In the Parque de la Montaña, not far from the Royal Palace, one finds the most surprising monument of Madrid, the Templo de Debod, an authentic Egyptian temple which was reconstructed here between 1970 and 1972.
This authentic Egyptian temple was built in the early 2nd century BC on the order of king Adikhalamani, a Nubian King of Meroë. The temple was erected at the village of Debod, near the sacred temple island of Philae.
Construction of the Debod Temple, which was dedicated to the gods Amon and Isis, continued throughout the following century and was eventually completed in the early 1st century AD, during the Roman occupation.
Due to the construction of the Aswan High Dam in Egypt between 1960 and 1970, many historical monuments were in danger of being flooded. Spanish engineers helped the Egyptian government to move these monuments to safe areas. In 1968 Egypt donated one of these monuments, the Templo de Debod, to Spain in recognition of their support.
The temple was moved to Madrid and reconstructed in the Parque de la Montaña (Mountain Park) – an extension of the larger Parque del Oeste – at the site of a former army barracks, near the Plaza de España. The temple opened in 1972.
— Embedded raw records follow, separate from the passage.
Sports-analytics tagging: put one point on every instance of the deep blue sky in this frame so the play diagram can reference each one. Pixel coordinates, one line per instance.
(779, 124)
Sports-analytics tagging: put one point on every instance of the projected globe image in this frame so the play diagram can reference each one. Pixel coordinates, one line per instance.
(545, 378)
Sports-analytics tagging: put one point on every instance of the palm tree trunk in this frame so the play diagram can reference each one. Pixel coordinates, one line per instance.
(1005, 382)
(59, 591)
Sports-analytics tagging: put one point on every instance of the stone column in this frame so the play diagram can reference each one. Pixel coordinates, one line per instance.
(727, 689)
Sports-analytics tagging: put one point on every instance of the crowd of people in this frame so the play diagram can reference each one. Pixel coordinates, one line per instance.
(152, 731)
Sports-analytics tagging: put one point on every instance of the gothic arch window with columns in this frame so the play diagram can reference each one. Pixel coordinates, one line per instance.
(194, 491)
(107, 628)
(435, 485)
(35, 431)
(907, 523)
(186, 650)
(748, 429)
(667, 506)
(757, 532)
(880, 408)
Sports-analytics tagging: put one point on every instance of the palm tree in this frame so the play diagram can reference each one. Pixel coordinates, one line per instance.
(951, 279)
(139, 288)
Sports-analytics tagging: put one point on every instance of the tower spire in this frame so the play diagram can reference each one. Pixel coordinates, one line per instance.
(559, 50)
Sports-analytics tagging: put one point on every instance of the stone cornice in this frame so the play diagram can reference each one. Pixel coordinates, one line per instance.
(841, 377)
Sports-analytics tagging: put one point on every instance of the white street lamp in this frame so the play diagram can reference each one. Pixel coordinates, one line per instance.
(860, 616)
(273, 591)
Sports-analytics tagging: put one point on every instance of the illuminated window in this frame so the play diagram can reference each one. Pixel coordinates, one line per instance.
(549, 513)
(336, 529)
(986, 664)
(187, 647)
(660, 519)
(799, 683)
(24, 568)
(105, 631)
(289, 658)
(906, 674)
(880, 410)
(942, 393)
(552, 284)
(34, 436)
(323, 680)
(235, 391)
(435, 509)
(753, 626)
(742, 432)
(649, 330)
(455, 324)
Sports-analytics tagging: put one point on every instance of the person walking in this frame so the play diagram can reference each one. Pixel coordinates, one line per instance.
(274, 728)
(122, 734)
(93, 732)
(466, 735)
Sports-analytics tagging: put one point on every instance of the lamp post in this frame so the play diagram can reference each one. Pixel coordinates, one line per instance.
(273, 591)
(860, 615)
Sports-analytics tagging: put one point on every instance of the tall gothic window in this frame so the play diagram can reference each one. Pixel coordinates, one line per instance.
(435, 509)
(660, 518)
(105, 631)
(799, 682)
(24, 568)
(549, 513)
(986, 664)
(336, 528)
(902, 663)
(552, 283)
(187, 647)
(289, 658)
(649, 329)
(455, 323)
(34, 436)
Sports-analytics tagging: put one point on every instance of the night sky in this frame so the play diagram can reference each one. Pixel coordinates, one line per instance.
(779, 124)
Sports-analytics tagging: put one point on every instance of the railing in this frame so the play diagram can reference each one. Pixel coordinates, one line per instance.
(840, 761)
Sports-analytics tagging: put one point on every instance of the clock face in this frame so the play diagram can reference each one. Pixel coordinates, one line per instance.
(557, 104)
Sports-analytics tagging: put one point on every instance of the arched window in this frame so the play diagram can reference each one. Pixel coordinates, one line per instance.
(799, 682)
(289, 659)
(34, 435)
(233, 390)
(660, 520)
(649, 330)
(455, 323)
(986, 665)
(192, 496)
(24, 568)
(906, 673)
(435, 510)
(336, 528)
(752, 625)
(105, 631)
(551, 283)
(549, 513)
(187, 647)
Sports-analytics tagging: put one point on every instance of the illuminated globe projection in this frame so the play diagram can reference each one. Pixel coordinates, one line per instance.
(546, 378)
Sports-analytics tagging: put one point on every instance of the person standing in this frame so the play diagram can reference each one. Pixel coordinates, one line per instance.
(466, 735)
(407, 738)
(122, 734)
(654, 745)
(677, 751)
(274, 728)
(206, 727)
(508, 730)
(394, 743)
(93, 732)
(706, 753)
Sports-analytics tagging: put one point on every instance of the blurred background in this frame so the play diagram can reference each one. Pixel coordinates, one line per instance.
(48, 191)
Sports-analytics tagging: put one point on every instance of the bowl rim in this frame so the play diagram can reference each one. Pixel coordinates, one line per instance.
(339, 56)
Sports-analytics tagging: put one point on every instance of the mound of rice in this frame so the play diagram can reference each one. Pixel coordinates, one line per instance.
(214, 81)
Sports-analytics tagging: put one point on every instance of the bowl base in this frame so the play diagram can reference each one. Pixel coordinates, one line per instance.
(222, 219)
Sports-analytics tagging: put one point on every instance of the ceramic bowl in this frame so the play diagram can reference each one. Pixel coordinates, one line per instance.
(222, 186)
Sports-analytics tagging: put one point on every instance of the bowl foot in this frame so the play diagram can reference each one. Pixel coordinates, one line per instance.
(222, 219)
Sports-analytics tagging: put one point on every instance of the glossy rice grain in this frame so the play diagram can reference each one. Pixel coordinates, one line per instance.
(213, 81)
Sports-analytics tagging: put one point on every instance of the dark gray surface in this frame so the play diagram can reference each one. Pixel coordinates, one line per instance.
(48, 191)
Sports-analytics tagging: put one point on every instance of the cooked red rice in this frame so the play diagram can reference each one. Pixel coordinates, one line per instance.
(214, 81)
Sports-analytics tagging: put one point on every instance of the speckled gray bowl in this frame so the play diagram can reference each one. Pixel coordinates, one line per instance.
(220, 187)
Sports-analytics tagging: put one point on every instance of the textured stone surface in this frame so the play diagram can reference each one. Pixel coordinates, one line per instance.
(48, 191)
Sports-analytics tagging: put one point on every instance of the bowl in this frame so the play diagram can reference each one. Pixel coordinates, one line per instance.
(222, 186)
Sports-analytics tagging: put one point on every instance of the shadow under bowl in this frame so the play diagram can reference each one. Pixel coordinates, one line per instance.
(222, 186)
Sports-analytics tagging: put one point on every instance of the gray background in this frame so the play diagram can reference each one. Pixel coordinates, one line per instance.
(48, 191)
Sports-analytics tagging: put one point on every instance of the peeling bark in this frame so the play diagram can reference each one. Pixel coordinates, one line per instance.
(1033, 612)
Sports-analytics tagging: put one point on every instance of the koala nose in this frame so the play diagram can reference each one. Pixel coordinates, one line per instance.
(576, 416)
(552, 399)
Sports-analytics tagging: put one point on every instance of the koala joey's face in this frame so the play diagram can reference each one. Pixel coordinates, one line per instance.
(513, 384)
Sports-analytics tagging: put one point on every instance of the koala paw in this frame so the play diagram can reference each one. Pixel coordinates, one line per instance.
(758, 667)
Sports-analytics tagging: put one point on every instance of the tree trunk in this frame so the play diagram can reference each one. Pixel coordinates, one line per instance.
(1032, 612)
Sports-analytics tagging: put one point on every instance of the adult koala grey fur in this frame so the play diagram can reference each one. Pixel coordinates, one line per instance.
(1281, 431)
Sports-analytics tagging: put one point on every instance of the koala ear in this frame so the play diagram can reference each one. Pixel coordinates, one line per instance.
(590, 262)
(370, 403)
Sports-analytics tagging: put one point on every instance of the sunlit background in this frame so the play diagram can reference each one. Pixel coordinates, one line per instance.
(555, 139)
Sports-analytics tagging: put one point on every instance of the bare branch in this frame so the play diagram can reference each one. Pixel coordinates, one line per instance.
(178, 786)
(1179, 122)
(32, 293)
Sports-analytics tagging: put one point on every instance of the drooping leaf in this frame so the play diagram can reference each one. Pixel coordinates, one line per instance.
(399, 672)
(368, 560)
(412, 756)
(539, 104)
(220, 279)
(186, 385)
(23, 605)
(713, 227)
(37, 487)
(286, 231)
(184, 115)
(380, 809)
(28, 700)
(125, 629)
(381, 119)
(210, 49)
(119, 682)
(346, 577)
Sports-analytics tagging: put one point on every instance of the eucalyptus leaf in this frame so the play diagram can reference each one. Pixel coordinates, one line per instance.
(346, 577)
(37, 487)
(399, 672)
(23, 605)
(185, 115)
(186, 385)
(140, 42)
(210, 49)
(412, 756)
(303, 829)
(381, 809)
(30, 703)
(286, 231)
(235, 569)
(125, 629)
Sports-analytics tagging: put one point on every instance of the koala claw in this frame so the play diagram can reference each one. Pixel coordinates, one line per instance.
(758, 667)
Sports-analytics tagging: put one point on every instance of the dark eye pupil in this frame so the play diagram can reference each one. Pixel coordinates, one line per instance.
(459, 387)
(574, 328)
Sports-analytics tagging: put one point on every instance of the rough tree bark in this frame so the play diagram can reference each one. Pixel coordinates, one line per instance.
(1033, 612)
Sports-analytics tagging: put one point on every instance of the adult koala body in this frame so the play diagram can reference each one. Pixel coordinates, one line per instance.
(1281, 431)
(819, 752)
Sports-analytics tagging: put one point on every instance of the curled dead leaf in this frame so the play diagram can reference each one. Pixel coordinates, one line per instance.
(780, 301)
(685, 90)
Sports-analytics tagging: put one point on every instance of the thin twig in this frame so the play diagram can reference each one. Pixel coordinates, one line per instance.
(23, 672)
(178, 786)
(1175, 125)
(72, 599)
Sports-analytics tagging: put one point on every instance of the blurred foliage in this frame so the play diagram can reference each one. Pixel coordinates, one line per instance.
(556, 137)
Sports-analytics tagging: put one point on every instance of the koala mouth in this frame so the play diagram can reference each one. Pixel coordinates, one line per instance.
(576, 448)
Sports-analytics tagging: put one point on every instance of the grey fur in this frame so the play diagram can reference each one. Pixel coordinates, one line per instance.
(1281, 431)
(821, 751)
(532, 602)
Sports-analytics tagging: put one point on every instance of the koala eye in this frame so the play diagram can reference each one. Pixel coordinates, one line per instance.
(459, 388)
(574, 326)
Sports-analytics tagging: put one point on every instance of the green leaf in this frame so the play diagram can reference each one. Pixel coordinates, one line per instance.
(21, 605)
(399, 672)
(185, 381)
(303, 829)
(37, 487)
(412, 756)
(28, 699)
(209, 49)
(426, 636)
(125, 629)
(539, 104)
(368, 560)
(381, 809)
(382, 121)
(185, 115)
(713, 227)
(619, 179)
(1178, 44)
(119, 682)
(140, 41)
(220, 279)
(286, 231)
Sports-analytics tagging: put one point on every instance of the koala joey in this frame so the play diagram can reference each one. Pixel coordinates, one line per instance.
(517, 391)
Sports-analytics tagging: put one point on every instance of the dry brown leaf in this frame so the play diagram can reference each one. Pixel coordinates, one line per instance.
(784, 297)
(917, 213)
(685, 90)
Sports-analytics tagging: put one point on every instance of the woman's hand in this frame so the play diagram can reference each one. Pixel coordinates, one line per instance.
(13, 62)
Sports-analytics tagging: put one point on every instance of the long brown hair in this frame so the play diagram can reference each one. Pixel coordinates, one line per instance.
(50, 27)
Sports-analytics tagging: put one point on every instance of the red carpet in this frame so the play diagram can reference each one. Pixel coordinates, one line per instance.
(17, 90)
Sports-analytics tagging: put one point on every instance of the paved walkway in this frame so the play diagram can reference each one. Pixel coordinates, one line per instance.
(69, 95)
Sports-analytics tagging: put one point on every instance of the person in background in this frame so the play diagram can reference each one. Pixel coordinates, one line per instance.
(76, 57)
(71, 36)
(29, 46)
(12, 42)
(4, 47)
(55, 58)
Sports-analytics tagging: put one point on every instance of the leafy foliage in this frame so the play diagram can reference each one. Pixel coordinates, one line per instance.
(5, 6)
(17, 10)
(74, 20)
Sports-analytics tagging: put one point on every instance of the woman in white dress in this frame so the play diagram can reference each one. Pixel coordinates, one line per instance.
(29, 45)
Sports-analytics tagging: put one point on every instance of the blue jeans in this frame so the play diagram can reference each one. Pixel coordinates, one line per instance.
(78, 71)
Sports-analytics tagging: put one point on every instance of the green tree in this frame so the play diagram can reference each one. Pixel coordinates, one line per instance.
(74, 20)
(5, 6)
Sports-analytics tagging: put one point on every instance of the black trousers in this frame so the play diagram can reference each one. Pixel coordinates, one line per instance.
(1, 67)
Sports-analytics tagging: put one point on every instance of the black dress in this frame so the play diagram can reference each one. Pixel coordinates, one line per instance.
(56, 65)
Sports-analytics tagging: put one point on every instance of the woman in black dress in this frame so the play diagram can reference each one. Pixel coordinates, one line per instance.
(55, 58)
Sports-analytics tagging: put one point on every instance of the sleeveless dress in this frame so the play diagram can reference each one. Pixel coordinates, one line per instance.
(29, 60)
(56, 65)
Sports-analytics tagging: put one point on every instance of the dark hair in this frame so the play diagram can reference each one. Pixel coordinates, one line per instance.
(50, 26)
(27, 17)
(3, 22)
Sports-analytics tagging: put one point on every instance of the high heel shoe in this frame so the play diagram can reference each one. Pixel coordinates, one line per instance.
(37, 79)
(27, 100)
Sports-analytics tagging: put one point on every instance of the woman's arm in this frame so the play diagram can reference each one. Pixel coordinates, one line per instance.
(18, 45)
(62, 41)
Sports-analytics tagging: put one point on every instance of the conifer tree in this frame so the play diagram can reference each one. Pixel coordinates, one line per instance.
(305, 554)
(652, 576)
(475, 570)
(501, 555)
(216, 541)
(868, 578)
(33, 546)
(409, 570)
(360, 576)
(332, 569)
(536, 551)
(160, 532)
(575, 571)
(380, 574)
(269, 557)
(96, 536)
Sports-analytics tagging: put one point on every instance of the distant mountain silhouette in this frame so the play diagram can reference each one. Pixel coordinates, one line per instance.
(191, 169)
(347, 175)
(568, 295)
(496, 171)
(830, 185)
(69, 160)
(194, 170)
According to Egyptian theology the inner chamber of the temple was the domain of the ancient god Amon. Only high priests were allowed to enter the chamber. Today, it is open to all visitors, who can see an exhibition inside the temple which depicts the reconstruction of the temple in Madrid. There is also some other historic information related to king Adikhalamani and the deciphering of the hieroglyphs inside the temple.